All at once something arrested his eye, and he instinctively drew up, then muttered, and whipped his brute again. What he had observed was a little plate, affixed to a house, with the title of the Insurance Company on it, with which he had that day had dealings.
“I wonder,” thought Pasco, “what that house is insured for? Not for twelve hundred pounds, I’ll swear.”
Then a sense of bitterness rose in his heart against his brother-in-law for drawing him into this expense of insuring his property;—he had that day expended all the gold he had about him in paying the first premium. There remained only some silver in one pocket, and coppers in the other. Where was he to find the money for the payment of the oaks he had bought? Where that to meet the bill for the wool? The tanner would not pay enough for the bark to cover the cost of rending. Quarm had told him that the sap rose badly, and that it would involve much labour and waste of time to attempt to bark the trees.
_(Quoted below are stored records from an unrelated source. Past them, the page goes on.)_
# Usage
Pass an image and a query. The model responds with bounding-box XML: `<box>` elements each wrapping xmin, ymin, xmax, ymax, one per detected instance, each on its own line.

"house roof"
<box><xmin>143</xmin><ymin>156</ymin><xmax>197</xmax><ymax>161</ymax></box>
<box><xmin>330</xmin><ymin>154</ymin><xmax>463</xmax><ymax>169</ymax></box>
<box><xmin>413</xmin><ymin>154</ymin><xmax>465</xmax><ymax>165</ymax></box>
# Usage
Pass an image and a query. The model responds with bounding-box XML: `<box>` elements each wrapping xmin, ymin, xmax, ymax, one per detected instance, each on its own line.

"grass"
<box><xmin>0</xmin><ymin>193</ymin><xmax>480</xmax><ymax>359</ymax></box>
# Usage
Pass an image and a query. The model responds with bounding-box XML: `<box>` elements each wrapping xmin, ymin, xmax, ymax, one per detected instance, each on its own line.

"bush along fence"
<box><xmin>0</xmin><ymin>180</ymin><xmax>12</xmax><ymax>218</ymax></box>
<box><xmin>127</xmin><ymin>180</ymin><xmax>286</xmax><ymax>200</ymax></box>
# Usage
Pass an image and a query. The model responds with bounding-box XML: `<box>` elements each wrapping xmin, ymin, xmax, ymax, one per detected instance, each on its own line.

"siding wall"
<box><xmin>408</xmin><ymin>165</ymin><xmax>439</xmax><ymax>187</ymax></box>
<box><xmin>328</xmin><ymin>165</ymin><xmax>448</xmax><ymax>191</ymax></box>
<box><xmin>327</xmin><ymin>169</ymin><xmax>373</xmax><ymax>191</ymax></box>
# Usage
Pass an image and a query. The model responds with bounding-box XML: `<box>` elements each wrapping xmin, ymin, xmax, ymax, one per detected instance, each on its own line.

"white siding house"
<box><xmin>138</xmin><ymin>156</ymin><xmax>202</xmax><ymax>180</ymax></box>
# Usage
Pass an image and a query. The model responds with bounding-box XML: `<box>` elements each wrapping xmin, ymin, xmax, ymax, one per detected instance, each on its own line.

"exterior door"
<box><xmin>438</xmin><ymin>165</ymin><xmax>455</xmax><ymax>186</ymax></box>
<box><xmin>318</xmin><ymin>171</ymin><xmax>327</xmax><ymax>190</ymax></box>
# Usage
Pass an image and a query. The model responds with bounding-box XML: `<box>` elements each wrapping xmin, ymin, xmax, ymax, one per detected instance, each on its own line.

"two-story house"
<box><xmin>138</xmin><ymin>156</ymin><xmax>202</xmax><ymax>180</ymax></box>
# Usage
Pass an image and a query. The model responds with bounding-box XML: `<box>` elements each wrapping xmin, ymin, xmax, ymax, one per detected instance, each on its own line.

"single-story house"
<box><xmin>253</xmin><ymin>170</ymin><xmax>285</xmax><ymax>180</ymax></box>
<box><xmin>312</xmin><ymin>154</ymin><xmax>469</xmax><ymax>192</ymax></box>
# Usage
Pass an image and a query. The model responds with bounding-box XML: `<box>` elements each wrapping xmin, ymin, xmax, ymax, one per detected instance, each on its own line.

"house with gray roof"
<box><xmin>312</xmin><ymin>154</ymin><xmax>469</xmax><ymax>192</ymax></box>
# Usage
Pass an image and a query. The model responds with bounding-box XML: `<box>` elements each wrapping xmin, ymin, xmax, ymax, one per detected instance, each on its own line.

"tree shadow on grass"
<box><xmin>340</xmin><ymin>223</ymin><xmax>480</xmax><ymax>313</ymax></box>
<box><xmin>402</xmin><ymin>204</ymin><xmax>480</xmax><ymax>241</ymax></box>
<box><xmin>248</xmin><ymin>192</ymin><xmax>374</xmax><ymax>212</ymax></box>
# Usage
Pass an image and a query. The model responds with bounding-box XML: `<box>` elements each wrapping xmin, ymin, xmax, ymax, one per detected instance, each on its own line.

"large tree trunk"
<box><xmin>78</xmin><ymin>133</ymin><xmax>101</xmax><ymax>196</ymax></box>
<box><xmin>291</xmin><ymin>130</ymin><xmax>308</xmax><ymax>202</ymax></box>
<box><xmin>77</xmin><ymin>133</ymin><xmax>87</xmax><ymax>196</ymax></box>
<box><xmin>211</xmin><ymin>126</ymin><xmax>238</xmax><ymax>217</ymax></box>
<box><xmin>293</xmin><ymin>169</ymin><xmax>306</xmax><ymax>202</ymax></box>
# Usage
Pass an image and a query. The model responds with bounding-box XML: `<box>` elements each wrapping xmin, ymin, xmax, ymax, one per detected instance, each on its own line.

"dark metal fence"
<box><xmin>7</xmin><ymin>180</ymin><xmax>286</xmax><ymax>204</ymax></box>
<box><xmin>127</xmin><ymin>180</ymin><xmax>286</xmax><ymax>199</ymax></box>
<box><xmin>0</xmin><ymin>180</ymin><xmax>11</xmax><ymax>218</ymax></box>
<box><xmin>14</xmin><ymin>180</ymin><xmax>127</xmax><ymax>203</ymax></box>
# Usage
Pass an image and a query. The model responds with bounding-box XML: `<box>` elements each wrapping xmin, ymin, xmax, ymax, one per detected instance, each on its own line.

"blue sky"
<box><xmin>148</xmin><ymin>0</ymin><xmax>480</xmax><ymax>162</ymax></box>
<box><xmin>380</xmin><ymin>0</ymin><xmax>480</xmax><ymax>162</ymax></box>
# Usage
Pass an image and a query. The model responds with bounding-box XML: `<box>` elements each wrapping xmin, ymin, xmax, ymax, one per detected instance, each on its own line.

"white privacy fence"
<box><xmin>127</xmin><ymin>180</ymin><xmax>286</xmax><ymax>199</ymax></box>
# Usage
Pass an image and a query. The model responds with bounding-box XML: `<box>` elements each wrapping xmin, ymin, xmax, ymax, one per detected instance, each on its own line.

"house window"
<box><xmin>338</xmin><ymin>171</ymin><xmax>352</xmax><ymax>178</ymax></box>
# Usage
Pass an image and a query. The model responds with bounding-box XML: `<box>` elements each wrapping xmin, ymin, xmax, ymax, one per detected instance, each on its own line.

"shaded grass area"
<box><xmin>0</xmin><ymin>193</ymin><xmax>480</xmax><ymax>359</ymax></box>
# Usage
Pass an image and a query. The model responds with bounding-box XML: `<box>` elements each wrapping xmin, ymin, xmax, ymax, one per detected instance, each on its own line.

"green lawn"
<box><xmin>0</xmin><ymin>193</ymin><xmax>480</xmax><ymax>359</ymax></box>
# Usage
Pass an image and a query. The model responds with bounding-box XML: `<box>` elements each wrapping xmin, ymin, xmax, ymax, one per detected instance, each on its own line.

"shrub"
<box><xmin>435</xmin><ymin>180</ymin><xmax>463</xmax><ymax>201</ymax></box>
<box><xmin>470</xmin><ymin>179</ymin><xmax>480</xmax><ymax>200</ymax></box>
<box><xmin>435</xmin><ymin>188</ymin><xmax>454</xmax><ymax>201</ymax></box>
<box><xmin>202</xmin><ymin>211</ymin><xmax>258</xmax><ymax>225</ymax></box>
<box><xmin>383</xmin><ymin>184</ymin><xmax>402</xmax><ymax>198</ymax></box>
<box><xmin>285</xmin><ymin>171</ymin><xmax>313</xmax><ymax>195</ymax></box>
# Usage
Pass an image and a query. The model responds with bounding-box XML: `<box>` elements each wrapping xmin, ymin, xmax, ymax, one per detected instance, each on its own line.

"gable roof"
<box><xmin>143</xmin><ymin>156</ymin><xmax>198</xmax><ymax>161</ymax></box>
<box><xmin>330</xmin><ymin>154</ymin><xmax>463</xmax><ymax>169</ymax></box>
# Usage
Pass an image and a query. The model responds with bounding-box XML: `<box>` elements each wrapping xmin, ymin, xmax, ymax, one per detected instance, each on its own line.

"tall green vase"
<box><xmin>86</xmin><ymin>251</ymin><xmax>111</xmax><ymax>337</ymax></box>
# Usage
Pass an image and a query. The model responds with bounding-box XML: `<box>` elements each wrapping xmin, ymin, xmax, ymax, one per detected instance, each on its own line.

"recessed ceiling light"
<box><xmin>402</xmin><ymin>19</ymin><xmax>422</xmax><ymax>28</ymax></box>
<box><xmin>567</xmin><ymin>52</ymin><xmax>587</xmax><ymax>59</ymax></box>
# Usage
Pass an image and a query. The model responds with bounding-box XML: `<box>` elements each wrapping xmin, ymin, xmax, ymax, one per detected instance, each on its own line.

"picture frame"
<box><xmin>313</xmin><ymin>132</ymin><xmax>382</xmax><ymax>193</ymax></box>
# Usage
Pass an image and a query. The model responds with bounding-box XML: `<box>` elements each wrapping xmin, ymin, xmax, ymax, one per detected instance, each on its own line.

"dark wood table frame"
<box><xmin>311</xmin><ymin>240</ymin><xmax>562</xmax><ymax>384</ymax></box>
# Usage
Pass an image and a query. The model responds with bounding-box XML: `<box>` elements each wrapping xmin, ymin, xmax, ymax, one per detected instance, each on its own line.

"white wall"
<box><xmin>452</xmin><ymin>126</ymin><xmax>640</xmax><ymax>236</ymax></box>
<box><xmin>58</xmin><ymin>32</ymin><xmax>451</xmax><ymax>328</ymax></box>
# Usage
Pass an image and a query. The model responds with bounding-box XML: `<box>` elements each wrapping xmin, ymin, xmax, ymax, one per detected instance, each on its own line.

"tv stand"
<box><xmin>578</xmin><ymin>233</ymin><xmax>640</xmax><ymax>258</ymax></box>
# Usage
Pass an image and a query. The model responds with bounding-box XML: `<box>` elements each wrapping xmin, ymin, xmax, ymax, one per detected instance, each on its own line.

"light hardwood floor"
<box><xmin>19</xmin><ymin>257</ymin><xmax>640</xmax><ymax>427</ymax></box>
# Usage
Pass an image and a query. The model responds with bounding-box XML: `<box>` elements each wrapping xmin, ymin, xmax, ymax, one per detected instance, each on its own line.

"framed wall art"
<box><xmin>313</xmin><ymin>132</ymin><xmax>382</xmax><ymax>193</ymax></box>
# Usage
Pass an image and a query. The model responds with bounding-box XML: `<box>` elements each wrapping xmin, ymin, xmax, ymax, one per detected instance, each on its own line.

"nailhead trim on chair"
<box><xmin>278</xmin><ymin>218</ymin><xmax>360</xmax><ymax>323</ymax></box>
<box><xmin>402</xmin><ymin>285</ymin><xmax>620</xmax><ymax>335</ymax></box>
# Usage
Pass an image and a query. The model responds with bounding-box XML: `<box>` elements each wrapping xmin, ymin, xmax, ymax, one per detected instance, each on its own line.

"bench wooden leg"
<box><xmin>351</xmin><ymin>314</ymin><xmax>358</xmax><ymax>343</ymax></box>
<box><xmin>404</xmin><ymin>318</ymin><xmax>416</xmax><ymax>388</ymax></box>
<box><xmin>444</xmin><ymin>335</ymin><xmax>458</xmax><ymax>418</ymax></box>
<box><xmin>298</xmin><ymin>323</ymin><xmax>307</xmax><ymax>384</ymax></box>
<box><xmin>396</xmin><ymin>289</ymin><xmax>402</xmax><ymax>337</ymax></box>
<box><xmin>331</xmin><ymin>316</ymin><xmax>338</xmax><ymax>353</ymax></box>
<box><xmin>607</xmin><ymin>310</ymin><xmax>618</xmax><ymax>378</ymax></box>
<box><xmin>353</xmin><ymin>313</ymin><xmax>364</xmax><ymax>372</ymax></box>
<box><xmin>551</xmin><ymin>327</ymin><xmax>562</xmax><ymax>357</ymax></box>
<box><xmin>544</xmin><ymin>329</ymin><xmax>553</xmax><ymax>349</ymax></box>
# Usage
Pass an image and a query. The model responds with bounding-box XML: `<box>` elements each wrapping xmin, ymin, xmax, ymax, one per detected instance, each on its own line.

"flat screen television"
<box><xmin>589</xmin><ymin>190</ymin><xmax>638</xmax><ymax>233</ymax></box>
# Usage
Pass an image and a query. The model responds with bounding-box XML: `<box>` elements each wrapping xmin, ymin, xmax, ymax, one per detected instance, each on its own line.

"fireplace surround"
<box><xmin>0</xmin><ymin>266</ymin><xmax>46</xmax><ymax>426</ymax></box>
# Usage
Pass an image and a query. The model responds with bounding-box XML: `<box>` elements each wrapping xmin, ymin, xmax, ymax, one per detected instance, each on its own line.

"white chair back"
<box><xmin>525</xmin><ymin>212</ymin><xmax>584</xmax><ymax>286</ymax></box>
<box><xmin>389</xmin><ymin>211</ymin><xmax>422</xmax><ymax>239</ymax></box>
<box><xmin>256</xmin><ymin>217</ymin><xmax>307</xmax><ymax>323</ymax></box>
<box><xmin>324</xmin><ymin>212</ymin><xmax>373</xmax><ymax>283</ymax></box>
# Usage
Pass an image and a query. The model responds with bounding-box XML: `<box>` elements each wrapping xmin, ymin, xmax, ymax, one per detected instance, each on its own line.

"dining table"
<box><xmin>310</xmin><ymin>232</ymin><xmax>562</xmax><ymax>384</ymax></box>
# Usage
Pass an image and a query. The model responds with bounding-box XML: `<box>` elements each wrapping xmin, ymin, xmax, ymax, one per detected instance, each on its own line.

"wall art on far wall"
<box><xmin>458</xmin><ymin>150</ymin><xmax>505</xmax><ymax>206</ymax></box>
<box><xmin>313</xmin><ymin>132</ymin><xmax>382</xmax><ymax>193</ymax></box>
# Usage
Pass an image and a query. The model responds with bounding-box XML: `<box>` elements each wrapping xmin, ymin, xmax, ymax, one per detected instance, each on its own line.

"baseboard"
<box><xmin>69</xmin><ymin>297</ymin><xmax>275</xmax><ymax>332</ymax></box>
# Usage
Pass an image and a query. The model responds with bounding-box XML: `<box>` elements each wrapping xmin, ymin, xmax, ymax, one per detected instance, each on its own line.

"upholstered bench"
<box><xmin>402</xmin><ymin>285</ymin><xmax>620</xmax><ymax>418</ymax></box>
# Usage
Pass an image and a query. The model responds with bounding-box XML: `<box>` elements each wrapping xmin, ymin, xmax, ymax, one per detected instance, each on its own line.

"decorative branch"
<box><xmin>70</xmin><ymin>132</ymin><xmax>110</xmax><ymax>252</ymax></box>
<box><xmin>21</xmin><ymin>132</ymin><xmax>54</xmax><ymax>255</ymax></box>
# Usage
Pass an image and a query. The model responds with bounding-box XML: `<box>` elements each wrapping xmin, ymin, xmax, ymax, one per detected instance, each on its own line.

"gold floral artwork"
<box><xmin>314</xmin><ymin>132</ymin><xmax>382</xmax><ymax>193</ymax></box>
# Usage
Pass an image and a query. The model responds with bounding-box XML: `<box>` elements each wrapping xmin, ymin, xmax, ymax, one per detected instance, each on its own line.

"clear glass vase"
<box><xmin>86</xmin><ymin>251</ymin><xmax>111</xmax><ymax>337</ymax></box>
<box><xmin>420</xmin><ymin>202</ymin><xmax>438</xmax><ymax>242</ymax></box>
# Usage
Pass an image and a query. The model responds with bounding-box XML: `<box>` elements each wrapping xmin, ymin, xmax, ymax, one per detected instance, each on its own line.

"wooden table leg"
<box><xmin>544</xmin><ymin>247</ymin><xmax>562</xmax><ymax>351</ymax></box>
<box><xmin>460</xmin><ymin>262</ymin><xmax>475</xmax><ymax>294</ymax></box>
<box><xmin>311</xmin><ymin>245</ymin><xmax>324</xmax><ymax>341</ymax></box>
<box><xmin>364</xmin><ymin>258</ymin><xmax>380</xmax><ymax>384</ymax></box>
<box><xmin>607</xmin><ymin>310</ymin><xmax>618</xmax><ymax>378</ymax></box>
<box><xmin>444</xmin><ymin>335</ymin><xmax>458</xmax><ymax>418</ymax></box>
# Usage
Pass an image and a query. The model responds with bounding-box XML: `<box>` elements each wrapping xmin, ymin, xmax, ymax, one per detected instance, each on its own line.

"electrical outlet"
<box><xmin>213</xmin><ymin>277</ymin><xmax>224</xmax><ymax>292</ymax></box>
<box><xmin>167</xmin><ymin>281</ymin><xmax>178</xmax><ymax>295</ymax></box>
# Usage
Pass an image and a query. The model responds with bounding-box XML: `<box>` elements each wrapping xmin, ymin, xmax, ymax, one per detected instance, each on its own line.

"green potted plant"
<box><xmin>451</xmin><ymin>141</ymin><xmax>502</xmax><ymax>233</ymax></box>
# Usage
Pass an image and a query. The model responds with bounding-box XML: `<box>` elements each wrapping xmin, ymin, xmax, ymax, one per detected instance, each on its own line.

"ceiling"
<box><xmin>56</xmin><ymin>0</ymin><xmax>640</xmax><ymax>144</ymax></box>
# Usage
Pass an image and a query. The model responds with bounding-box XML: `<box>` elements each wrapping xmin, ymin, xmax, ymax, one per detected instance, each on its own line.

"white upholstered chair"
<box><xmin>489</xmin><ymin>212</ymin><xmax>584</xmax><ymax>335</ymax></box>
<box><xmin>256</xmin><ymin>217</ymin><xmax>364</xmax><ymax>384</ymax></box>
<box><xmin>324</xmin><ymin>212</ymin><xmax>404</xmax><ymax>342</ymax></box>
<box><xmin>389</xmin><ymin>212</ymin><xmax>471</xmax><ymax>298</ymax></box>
Fevered with anxiety and disappointment, Pasco thrashed his cob savagely, and sent it along at its fullest pace, whirling past the gigs and waggons returning from the fair, and giving the drivers hardly time to get on one side to avoid him. He relieved his breast by swearing at them for their sluggishness in making way, and some retaliated with oaths, as, in order to escape him, they ran into the hedge or over a heap of stones.
Presently his horse slackened speed, as it reached a sharp ascent, and there Pasco met an empty waggon, with “Coaker—Dart-meet” on it. He stopped his panting horse, and shouted to the driver of the team, and asked whence he came.
“I’ve been to your place—Coombe Cellars,” answered the waggoner. “Master sent me with a load of fleeces.”
“Did my wife give you anything?”
“Not a glass of cider,” answered the man. “We had to unload and do the work of hoisting into the warehouse ourselves—no one was about.”
“She left it for me—she knew you would meet us.”
Tossing his head, to shake off the depression that had come upon him, and with a flash of his vanity through the gloom, he put his hand in his pocket and drew out a couple of shillings.